Transform Convention

  • Object poses represent transforms from the object frame to the camera frame.

  • Camera poses represent transforms from the camera frame to the world frame.

Format Comparison

EVIMO2v1 vs EVIMO2v2

Many important improvements to the data generation pipeline that transforms raw recordings to released data were made in order to release EVIMO2v2. These changes include:

  • All camera’s data’s timestamps are synchronized to a common source (Vicon)

  • Event camera ground truths are synchronized and jitter is eliminated up to numercial precision

  • Classical camera’s ground truth jitter is eliminated up to numerical precision

  • Classical camera’s image data is kept when there is no ground truth due to Vicon occlusion

  • A redesigned NPZ format greatly reduces loading time without requiring excessive disk usage

  • Events are not filtered when copied out of the raw recordings

  • Several sequences with no usable data were deleted

  • Sequences were split into several sub-sequences satisfying:

    • Gaps in ground truth depth/mask have a duration of at most 1 second

    • All sub-sequences are at least 0.4 seconds long

EVIMO2v2 TXT vs EVIMO2v2 NPZ

Decompressed, the EVIMO2v2 NPZ format requires 525 GB of space of which 271 GB is for the RGB camera and 255 GB is for the three DVS cameras.

Decompressed, the TXT format requires 842 GB of space of which 212 GB is for the RGB camera and 631 GB is for the three DVS cameras.

The EVIMO2v2 NPZ format supports memory mapping the event arrays from disk.

The TXT format requires parsing the events.txt file, which can tens of seconds per sequence.

The TXT format decompresses to about 471,000 files. The npz format decompresses to 4,700 files.

EVIMO, EVIMO2v1 NPZ vs EVIMO2v2 NPZ

EVIMO and EVIMO2v1 compressed the entire dataset into a single .npz file. Inside this .npz there are archives for the depth, masks, events, and conventional images. To access any of this data the entire depth, mask, events, or conventional archives must be decompressed into RAM (by numpy) or onto disk (manually by the user). This can take several minutes for each sequence and requires the user to either have upwards of 64GB of RAM (to hold a decompressed sequence) or multiple TB of disk space (to store all sequences decompressed at once).
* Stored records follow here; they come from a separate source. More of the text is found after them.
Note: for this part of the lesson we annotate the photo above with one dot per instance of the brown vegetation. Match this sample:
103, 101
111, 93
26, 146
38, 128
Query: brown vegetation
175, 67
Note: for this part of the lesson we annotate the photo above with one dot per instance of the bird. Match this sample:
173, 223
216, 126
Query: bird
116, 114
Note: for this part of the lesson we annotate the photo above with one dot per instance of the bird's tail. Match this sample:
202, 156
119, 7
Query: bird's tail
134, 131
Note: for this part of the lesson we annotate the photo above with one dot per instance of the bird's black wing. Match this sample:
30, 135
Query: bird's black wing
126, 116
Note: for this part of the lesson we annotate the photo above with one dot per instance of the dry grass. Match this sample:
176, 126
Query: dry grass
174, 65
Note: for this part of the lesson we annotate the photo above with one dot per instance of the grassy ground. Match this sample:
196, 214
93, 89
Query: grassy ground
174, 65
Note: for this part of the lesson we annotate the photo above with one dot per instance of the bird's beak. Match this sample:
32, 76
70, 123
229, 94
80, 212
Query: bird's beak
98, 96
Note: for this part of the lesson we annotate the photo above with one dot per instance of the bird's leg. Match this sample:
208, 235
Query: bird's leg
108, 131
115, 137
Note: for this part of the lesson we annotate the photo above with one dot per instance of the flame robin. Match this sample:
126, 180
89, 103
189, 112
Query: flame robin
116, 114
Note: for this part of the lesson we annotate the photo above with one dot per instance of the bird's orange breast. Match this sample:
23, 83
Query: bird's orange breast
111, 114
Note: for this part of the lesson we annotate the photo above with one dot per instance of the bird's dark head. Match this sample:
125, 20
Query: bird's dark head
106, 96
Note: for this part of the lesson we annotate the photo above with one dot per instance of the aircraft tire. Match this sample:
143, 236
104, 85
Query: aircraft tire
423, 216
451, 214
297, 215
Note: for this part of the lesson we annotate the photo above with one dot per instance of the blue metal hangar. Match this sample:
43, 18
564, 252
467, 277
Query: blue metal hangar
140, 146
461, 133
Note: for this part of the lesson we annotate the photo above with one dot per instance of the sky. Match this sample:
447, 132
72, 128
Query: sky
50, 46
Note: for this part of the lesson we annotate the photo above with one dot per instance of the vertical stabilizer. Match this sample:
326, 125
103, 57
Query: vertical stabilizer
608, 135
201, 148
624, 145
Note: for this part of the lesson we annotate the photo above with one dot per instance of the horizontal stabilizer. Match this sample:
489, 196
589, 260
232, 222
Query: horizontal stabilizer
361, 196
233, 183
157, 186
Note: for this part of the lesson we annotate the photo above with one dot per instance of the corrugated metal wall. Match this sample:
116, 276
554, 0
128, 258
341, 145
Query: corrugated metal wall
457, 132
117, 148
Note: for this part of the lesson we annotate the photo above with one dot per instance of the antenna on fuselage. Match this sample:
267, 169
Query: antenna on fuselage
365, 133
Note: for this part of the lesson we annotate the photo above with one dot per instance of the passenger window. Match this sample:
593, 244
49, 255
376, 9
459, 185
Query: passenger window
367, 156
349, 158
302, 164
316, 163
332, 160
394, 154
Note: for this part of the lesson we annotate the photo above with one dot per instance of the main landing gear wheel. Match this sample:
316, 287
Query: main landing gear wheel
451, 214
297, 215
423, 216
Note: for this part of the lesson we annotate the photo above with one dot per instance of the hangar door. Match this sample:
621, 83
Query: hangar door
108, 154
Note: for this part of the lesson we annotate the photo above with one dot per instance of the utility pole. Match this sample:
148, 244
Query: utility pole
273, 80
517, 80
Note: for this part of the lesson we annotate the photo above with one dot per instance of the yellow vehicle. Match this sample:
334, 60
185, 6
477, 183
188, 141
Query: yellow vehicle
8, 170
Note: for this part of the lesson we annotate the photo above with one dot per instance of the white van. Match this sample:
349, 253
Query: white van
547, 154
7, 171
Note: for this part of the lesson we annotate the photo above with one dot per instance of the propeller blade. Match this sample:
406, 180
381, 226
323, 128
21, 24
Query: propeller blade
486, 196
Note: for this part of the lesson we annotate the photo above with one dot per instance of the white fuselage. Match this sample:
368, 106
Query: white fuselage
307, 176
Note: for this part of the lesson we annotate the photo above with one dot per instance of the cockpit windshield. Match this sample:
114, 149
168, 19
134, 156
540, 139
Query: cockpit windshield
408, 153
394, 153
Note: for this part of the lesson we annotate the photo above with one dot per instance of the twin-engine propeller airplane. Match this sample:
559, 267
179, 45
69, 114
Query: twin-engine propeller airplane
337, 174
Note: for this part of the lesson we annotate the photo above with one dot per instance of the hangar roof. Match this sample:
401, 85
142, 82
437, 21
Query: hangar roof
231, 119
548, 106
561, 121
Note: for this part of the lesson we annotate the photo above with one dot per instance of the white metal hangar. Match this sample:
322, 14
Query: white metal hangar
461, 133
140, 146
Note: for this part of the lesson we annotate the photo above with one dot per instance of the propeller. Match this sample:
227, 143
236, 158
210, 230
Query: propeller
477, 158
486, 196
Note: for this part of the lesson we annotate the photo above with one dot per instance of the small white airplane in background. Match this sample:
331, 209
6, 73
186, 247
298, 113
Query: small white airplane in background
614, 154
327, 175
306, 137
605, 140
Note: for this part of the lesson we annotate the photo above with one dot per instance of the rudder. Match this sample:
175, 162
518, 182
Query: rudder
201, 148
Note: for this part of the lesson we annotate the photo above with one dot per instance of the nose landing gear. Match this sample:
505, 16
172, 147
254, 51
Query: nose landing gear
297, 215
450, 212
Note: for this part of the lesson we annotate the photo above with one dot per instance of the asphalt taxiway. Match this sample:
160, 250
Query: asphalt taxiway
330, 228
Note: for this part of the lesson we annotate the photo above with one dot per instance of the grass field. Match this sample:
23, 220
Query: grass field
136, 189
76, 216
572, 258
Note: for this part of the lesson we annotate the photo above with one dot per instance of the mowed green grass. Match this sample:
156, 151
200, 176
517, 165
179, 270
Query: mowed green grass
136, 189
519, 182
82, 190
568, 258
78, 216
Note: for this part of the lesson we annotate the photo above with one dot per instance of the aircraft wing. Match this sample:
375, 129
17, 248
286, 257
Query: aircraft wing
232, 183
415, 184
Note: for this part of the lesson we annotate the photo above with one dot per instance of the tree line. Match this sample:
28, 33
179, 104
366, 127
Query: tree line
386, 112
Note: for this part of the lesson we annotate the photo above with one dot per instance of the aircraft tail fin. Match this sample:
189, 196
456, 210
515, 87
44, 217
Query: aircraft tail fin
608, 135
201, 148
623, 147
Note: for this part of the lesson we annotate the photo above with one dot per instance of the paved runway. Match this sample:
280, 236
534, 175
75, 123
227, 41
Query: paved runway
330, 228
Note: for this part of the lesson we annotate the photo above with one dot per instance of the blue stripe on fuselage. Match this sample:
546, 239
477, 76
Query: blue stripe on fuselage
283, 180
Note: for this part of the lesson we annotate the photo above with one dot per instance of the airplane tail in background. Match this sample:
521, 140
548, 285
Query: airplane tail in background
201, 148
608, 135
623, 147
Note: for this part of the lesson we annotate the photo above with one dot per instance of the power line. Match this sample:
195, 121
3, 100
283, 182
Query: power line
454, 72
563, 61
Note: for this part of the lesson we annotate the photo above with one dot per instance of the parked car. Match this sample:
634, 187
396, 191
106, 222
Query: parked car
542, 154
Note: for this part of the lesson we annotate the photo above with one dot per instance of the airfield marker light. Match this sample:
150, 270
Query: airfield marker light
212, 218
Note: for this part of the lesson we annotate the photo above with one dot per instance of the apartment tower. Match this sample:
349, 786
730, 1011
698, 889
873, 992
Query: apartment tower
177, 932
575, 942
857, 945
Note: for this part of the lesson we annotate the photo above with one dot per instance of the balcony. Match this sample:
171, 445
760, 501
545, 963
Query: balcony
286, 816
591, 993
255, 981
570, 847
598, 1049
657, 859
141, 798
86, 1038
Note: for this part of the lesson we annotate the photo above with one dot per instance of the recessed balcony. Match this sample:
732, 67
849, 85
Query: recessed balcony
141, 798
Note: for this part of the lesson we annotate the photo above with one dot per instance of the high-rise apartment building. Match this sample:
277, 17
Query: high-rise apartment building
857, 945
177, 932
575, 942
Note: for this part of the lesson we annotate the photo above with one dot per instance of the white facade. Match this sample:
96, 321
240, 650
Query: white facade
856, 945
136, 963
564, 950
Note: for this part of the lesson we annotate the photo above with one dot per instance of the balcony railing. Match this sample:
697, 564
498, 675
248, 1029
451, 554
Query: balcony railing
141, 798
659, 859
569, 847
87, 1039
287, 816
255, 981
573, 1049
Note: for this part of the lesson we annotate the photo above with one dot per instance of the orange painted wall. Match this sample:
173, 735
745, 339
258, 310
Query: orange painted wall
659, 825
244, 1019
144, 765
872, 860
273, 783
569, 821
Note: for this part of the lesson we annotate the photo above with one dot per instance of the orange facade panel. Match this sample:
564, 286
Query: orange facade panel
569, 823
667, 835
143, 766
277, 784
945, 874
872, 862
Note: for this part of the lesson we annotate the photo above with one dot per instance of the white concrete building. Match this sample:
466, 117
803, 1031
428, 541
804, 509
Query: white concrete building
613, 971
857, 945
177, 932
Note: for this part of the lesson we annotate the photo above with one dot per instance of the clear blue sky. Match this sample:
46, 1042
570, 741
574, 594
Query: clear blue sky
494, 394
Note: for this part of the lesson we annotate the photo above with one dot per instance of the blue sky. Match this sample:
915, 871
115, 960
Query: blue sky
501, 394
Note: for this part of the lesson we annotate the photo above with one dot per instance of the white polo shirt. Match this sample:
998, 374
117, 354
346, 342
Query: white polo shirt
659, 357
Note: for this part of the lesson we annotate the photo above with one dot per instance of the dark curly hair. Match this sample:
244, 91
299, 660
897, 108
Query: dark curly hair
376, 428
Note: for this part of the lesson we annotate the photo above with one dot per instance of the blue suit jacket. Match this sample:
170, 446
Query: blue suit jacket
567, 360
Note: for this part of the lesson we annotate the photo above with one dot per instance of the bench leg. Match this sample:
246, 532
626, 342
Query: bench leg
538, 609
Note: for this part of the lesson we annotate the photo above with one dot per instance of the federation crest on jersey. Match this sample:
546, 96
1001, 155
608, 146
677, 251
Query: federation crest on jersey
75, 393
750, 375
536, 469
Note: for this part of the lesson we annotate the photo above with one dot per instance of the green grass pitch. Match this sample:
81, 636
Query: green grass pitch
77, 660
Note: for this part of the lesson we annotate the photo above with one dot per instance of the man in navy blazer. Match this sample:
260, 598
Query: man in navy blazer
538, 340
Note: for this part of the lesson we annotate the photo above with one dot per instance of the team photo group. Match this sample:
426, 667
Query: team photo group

EVIMO2v2 introduces a new NPZ format with two major changes. These changes eliminate long sequence load times and while preventing excessive disk usage. First, depth, masks, and conventional images are compressed frame by frame so that only the frame being currently used needs to be decompressed and stored in RAM. Second, events are stored uncompressed with the minimum width data type. Because the events are stored in a decompressed format, the arrays can be memory mapped so that only the portions of the events currently in use need to be stored in RAM.